The Lease: Owners are often surprised by what is and is not in their leases. Personally, I’m shocked at how many store owners have three years or less remaining on their leases. As a result, they are even more shocked when the landlord informs them the lease will not be renewed or when the new terms are unfavorable. The result can be a loss of all or part of their investment. So, always be aware of the time remaining in the lease.
Utilities: Some municipalities charge sewer usage fees on an annual or semi-annual basis, as part of the property tax bill. If the owner is not aware how the fees are paid, a bill for thousands of dollars can be a very unpleasant surprise. The other big surprise with utilities is the cost of municipal impact fees; prospective clients can be floored by the impact fees charged by local municipalities to connect into the water/sewer system.
Infrastructure: In California, for example, earthquakes can cause significant damage to the sewer system of a laundry. The sewer line can become damaged under the store or where the sewer connects into the main city drain. Typically, if the damage is under the street, it’s the municipality’s responsibility to make the repair, but if the problems are under the laundry, the repair costs can be significant.
Pricing: Store owners lose a ton of sleep over raising their vend prices. They survey the competition, review their utility bills monthly and worry endlessly about losing customers. They put it off for months, but once they pull the trigger, they are almost always pleased with the decision. I can’t remember the last time I spoke with a store owner who was unhappy with such a decision. They may lose a handful of customers, but the overall profitability of the store increases.

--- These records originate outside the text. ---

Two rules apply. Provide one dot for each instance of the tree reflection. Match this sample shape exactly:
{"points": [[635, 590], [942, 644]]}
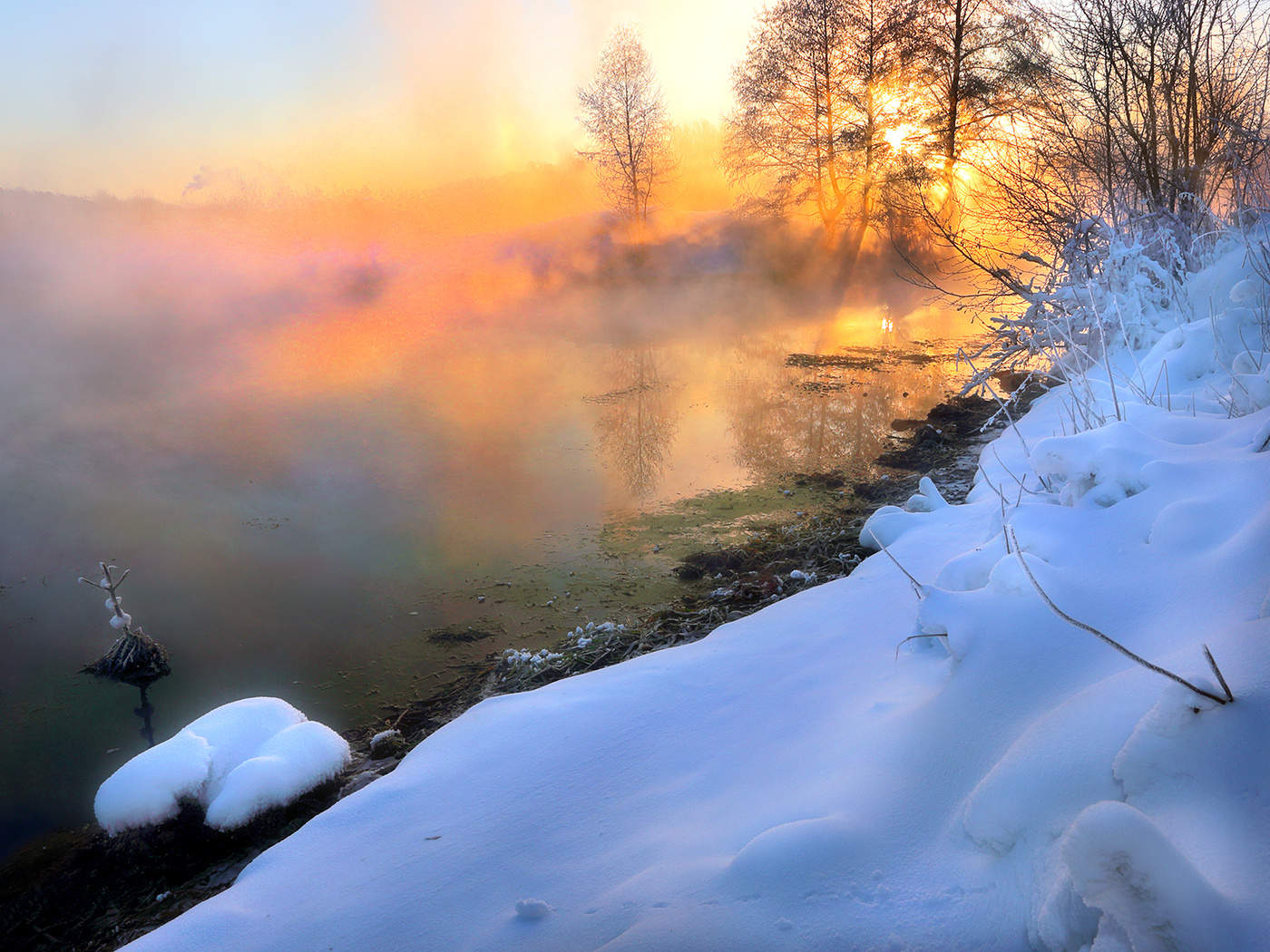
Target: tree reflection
{"points": [[638, 419], [816, 413]]}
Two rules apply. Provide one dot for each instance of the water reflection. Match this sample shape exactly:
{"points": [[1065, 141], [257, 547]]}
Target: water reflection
{"points": [[313, 452], [637, 421], [828, 408]]}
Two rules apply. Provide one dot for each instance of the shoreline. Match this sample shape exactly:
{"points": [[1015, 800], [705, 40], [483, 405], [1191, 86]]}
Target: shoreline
{"points": [[82, 889]]}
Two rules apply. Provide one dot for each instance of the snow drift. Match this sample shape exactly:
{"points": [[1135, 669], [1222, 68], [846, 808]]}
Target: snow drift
{"points": [[794, 782], [237, 762]]}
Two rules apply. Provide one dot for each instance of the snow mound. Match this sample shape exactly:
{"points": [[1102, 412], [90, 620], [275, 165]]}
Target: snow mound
{"points": [[237, 762], [815, 777]]}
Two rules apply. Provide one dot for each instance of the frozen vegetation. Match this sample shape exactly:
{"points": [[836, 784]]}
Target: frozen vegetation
{"points": [[812, 777], [235, 762]]}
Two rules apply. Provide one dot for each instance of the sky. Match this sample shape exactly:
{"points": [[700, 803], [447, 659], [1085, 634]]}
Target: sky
{"points": [[136, 98]]}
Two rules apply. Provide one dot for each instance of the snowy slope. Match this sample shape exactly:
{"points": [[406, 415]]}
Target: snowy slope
{"points": [[793, 782]]}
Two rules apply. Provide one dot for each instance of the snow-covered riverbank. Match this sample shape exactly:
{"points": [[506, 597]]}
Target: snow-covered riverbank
{"points": [[806, 778]]}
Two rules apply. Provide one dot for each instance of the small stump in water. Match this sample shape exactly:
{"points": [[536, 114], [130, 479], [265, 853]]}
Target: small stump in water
{"points": [[135, 657]]}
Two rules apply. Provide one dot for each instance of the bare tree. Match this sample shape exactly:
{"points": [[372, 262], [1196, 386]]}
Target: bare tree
{"points": [[1164, 102], [981, 60], [625, 118], [816, 95]]}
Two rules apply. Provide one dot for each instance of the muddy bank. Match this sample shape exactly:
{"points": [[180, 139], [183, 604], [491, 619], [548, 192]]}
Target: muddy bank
{"points": [[83, 890]]}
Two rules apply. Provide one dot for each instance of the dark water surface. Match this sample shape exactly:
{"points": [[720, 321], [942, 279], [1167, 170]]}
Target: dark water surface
{"points": [[314, 457]]}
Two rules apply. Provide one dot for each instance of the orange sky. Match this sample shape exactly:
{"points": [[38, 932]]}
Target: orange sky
{"points": [[273, 98]]}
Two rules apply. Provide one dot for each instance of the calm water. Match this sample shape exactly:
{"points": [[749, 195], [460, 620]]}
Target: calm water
{"points": [[313, 453]]}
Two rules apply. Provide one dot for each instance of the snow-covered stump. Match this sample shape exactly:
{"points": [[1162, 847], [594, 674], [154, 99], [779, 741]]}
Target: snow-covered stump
{"points": [[135, 657], [235, 763]]}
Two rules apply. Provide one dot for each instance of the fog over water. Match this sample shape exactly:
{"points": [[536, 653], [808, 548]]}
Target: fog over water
{"points": [[313, 443]]}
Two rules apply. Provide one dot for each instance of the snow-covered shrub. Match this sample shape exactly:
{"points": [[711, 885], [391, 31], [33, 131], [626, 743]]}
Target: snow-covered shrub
{"points": [[235, 762]]}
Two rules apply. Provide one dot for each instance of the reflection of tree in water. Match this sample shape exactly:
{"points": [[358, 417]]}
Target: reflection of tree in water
{"points": [[810, 413], [637, 423]]}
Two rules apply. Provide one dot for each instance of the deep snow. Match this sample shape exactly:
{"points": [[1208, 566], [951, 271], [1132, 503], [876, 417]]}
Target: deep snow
{"points": [[800, 780], [237, 762]]}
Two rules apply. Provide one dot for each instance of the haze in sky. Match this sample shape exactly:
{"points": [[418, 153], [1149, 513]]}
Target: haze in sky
{"points": [[135, 98]]}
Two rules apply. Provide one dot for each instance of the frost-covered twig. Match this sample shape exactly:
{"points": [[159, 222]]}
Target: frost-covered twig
{"points": [[914, 583], [1115, 644]]}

A Growing Marketplace: Owners of well-run laundries are sometimes surprised when they attract new business from a large, diverse customer base, not just from the laundromat down the street. As store owners make improvements to their stores and business grows, it doesn’t have to be at the expense of other coin laundries. (What a concept!) New customers can come from apartments, single-family homes and from farther away than you may realize.
Owning a Laundry Can Be Fun: New owners are sometimes surprised by how much they enjoy the industry. Many of them decide to invest in the business because of the ROI and flexible hours. However, several of my customers are surprised to find out that they really enjoy the business. They enjoy meeting the customers and serving the community. Many were in upper management with Fortune 500 companies or high-tech startups, and lived intense, stressful lives. By contrast, the laundry industry is a simple business with significantly less stress.
All in all, it pays off to do your homework, try your best to see through any of the common misinformation, and keep business surprises to a minimum.